So, we assume for our induction hypothesis that $2+5+8+\dots + (3k-1)=\frac{1}{2}k(3k+1)$
You already proved the base case.
We want to prove that it follows that $2+5+8+\dots+(3k-1)+(3(k+1)-1)=\frac{1}{2}(k+1)(3(k+1)+1)$. To do this, we start with one side of the expression and through a series of equalities and applying our induction hypothesis show that by transitivity it equals the other side.
$\begin{array}{rl}2+5+8+\dots+(3k-1)+(3(k+1)-1)&=^{\color{blue}{\text{I.H.}}}\frac{1}{2}k(3k+1) + (3(k+1)-1)\\
&=\frac{1}{2}(3k^2+k)+(3k+2)\\
&=\frac{1}{2}(3k^2+k)+\frac{1}{2}(6k+4)\\
&=\frac{1}{2}(3k^2+7k+4)\\&=\frac{1}{2}(k+1)(3k+4)\\
&=\frac{1}{2}(k+1)(3(k+1)+1)~~\square\end{array}$
It helps to be clear where exactly you used your induction hypothesis. In the work above it occurred in the very first line where I marked it with an $\color{blue}{\text{I.H.}}$ which allowed us to get rid of the summation, leaving the only the final term of the summation and the result of the sum of all of the earlier terms.
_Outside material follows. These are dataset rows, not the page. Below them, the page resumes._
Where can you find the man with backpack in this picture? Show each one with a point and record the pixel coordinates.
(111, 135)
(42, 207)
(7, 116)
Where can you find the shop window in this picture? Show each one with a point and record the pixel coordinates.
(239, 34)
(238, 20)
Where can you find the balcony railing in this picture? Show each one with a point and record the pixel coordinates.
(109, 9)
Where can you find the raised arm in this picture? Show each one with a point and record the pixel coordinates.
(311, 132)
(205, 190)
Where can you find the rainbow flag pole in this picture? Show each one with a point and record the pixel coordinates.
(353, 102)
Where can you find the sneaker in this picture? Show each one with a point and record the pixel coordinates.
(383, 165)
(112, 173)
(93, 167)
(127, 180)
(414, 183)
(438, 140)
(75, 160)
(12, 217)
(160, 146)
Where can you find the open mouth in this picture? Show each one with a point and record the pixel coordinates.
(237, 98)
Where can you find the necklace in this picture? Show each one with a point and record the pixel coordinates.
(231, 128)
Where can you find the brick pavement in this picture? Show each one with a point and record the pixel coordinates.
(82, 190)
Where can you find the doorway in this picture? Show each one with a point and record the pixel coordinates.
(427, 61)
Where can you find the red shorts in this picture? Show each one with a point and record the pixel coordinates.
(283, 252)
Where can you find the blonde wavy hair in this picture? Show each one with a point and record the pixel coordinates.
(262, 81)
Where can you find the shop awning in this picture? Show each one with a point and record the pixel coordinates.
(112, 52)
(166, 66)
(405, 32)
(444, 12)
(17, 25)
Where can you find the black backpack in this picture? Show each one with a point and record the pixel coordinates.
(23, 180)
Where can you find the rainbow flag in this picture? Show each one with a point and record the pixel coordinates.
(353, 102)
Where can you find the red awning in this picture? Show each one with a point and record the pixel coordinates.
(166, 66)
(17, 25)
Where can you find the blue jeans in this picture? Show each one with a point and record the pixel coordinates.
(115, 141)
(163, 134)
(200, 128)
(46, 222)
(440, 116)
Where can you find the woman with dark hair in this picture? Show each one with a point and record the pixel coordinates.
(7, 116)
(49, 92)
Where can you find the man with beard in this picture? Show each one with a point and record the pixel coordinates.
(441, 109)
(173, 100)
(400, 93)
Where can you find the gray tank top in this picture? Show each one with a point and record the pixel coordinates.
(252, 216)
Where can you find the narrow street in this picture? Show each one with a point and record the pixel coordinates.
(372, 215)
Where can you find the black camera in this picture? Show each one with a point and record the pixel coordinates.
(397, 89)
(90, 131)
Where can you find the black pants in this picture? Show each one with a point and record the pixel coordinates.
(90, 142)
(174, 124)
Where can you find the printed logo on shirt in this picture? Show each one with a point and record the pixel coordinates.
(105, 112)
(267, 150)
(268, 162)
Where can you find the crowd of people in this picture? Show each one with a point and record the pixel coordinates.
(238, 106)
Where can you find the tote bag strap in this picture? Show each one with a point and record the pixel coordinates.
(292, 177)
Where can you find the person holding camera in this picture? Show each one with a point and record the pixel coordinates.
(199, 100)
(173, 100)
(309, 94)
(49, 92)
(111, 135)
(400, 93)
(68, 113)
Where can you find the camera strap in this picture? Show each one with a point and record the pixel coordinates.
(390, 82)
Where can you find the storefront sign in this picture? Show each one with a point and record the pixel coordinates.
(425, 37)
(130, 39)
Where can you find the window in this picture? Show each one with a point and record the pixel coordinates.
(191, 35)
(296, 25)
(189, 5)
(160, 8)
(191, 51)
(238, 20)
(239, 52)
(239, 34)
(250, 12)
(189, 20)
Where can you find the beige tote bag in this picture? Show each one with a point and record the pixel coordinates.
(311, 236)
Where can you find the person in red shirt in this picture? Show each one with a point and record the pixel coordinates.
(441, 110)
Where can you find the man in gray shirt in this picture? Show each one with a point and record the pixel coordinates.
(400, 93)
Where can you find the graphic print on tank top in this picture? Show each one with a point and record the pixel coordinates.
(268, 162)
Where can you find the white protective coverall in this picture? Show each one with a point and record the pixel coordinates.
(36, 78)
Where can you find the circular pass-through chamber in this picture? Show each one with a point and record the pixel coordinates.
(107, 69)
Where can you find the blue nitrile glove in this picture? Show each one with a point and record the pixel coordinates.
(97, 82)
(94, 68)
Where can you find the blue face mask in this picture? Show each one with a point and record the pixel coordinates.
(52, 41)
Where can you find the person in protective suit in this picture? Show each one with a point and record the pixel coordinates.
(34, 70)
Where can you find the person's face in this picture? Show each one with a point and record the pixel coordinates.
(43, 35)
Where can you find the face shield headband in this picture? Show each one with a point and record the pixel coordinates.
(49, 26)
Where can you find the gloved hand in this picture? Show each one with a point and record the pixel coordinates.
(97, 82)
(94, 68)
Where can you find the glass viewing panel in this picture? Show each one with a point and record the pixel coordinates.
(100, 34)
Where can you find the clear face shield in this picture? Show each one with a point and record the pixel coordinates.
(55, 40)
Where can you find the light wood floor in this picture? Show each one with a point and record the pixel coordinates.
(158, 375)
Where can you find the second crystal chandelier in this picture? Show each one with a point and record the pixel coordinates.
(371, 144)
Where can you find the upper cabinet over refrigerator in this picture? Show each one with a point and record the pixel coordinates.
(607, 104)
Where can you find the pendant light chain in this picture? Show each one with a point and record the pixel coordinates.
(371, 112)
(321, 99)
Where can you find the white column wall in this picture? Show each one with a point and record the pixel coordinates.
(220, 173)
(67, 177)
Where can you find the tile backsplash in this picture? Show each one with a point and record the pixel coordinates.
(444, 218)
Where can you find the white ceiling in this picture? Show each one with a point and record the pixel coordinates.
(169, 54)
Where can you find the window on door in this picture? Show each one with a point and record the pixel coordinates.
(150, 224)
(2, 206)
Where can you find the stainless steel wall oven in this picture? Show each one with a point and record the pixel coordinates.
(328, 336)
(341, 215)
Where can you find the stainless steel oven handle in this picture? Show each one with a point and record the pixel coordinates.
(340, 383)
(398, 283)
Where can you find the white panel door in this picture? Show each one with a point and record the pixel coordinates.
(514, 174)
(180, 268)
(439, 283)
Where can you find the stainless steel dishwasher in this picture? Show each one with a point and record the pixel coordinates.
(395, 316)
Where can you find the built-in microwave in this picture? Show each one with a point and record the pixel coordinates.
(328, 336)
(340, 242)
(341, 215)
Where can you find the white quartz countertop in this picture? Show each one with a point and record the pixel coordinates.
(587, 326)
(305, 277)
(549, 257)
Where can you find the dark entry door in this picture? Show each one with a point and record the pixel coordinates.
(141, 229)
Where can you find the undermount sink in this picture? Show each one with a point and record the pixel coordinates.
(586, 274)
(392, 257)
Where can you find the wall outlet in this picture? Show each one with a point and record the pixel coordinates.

From there, it was a matter of algebraic manipulation. My thought process was that I wanted to expand everything out, combine them, and then refactor the expressions. There was that messy $\frac{1}{2}$ hanging around however and I preferred to keep the majority of my arithmetic done with integers instead of fractions so I opted to change the right parenthetical phrase to have an extra factor of $\frac{1}{2}$ out front by the technique of "multiplying by one" which in this case meant simultaneously multiplying by $2$ and $\frac{1}{2}$. This allowed the parenthetical phrases to be combined. Once combined you can use whatever technique you are comfortable with to factor these (e.g. the quadratic formula).
Finally, just a little more algebraic manipulation to get it into the exact form we were expecting to complete the induction step.